One of the pitfalls of entering the first qualifying round is that Hearts have been drawn against an unknown quantity. Since the draw a week ago, management have been busy trying to gain as much information as possible on the Estonians. “We don’t really know an awful lot about Infonet,” said Levein. “They’re on a break just now as well so it’s not that easy to gather information. You’ve got Wyscout which is good because you can watch the matches of most teams in Europe, so that’s a help. Plus there are always contacts that you can phone to get information. There is still an unknown element but that’s part of the excitement, isn’t it? They can’t watch us either because we’ve not started yet, but there will be plenty of information out there for them as well.”
Levein led Hearts into the UEFA Cup group stage 12 years ago, but he knows his club face a more formidable task to perform a similar feat this time round. In 2004, the Jambos only had to negotiate one two-legged tie against Sporting Braga to get there. This time they will have to come through four separate rounds and a total of eight matches if they are to be in with the big boys come September. “I think we had two matches to get in to the league proper, but now there are eight matches, four ties,” he said. “It will be tough but we will worry about getting to the league stages later. I don’t even want to go there [in terms of talking about it] just now.”
Levein was speaking at Tynecastle after unveiling the 1914 Memorial Trust Bronze, a stunning statue which commemorates the Hearts players who volunteered to serve in the First World War.

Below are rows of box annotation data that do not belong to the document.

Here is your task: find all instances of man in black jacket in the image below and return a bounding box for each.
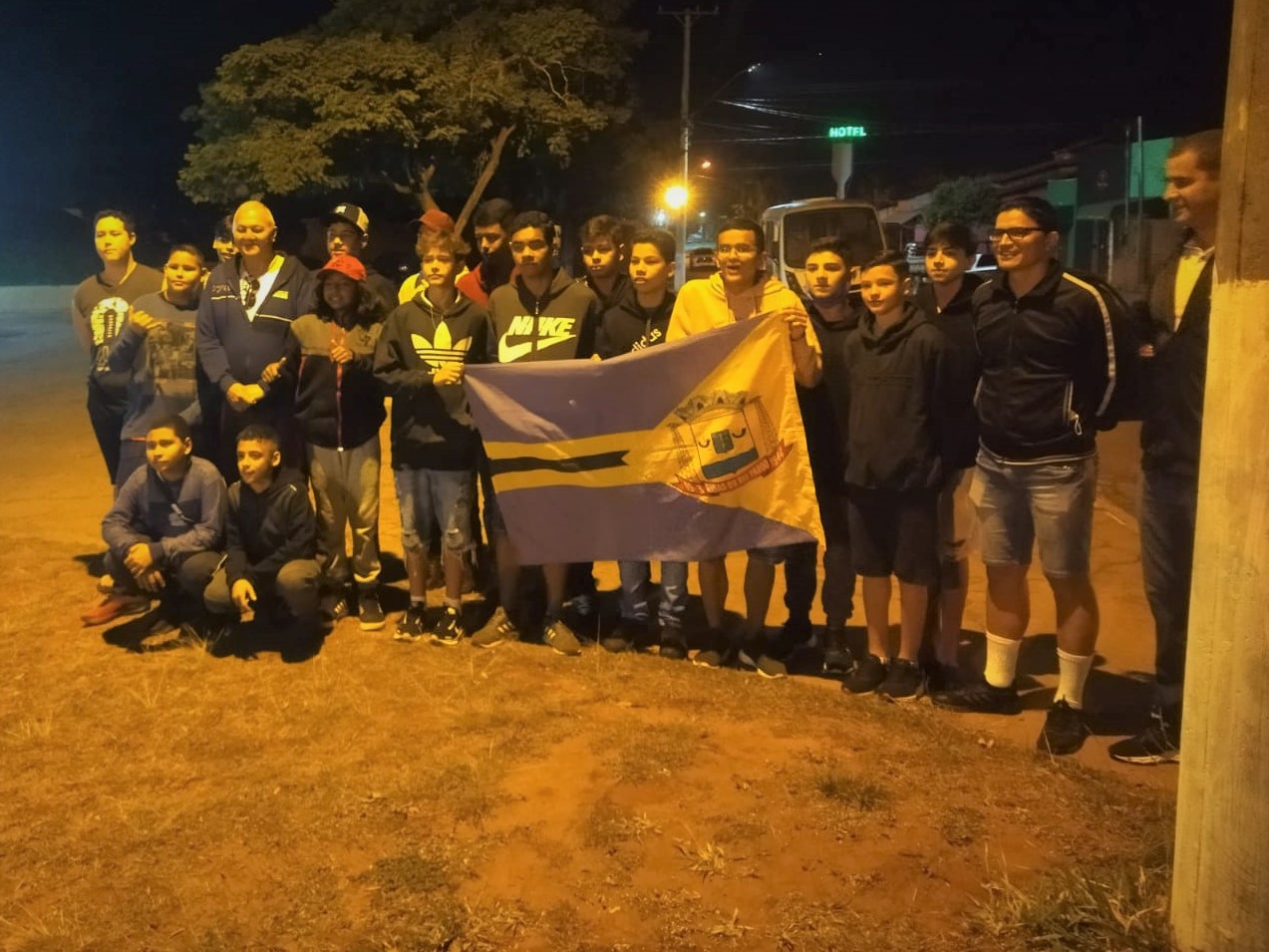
[203,426,321,636]
[934,196,1115,754]
[1110,130,1221,765]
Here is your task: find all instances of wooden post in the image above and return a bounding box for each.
[1171,0,1269,952]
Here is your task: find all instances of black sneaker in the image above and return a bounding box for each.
[542,618,581,656]
[841,655,886,695]
[321,589,352,622]
[736,637,790,679]
[428,605,467,647]
[1110,707,1181,765]
[692,628,731,668]
[823,628,855,678]
[392,604,427,641]
[357,588,387,631]
[1036,698,1089,756]
[877,658,925,702]
[930,681,1023,715]
[657,627,688,661]
[473,605,520,647]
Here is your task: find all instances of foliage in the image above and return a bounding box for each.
[178,0,641,225]
[925,177,1000,227]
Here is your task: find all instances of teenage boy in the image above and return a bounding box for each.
[598,226,688,660]
[934,196,1114,754]
[375,231,489,645]
[397,208,455,305]
[196,201,313,481]
[666,218,821,678]
[71,208,162,487]
[456,198,515,308]
[916,222,982,691]
[203,424,321,637]
[1110,130,1221,765]
[326,201,396,305]
[80,415,224,634]
[841,252,945,701]
[782,237,859,678]
[581,214,631,311]
[473,212,600,655]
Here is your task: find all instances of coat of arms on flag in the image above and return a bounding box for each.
[466,316,823,563]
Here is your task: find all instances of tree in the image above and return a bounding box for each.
[177,0,641,228]
[924,177,1000,227]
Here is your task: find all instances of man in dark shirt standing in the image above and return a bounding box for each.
[71,208,162,486]
[1110,130,1221,765]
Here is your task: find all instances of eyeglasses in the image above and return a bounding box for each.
[987,228,1045,245]
[242,278,260,311]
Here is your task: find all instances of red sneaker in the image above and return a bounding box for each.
[80,595,150,626]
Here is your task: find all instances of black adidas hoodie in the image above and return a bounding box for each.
[488,270,600,363]
[375,292,492,470]
[595,291,674,361]
[837,302,947,492]
[224,470,317,589]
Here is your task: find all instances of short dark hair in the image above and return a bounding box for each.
[925,221,978,256]
[719,215,767,251]
[233,423,282,447]
[1167,130,1223,177]
[996,195,1063,235]
[506,210,556,242]
[805,235,850,268]
[146,414,191,443]
[473,198,515,235]
[578,214,631,247]
[859,251,911,280]
[629,228,679,261]
[93,208,137,235]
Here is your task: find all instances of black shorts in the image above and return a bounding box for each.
[846,490,939,585]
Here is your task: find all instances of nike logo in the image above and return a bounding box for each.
[497,334,575,363]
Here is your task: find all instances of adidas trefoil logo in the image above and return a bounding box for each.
[410,321,473,371]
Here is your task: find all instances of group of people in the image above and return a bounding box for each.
[73,132,1219,763]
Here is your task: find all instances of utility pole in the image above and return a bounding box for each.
[1171,0,1269,952]
[657,6,719,288]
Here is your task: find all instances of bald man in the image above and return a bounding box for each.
[198,201,313,482]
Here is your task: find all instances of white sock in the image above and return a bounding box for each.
[1054,649,1093,711]
[982,631,1023,688]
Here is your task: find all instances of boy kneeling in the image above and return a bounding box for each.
[80,415,224,626]
[203,426,321,636]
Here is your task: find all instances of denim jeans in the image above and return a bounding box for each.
[1139,470,1198,707]
[617,562,688,628]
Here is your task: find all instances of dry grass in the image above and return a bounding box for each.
[0,539,1168,952]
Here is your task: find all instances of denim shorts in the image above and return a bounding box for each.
[392,468,474,552]
[970,450,1098,579]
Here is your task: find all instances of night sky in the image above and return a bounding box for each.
[0,0,1232,279]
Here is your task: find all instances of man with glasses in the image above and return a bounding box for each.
[665,218,821,678]
[934,196,1115,754]
[195,201,313,482]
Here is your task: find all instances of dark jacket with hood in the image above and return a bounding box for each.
[375,292,492,470]
[973,260,1114,462]
[224,470,317,589]
[196,255,315,406]
[1140,235,1214,479]
[833,303,947,492]
[285,314,385,450]
[595,291,674,361]
[796,301,859,496]
[488,270,600,363]
[916,274,982,470]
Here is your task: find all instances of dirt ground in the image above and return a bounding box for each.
[0,302,1175,952]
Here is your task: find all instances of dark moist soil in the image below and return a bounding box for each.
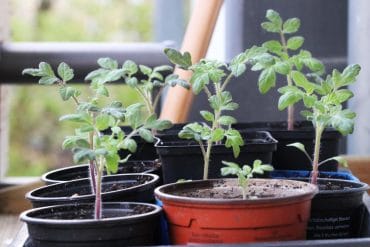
[173,181,309,199]
[318,181,358,191]
[71,175,152,197]
[35,205,153,220]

“The longer you’re here, the more immersed you become in what the club’s all about,” said Levein. “Away back to when I first joined, we would go down to Haymarket every year on Remembrance Day to remember the guys who lost their lives in the war. It’s a real delight to be here to see this being unveiled. You can see the magnitude of it. Everybody who comes to the stadium will be more than impressed by the job that’s been done.”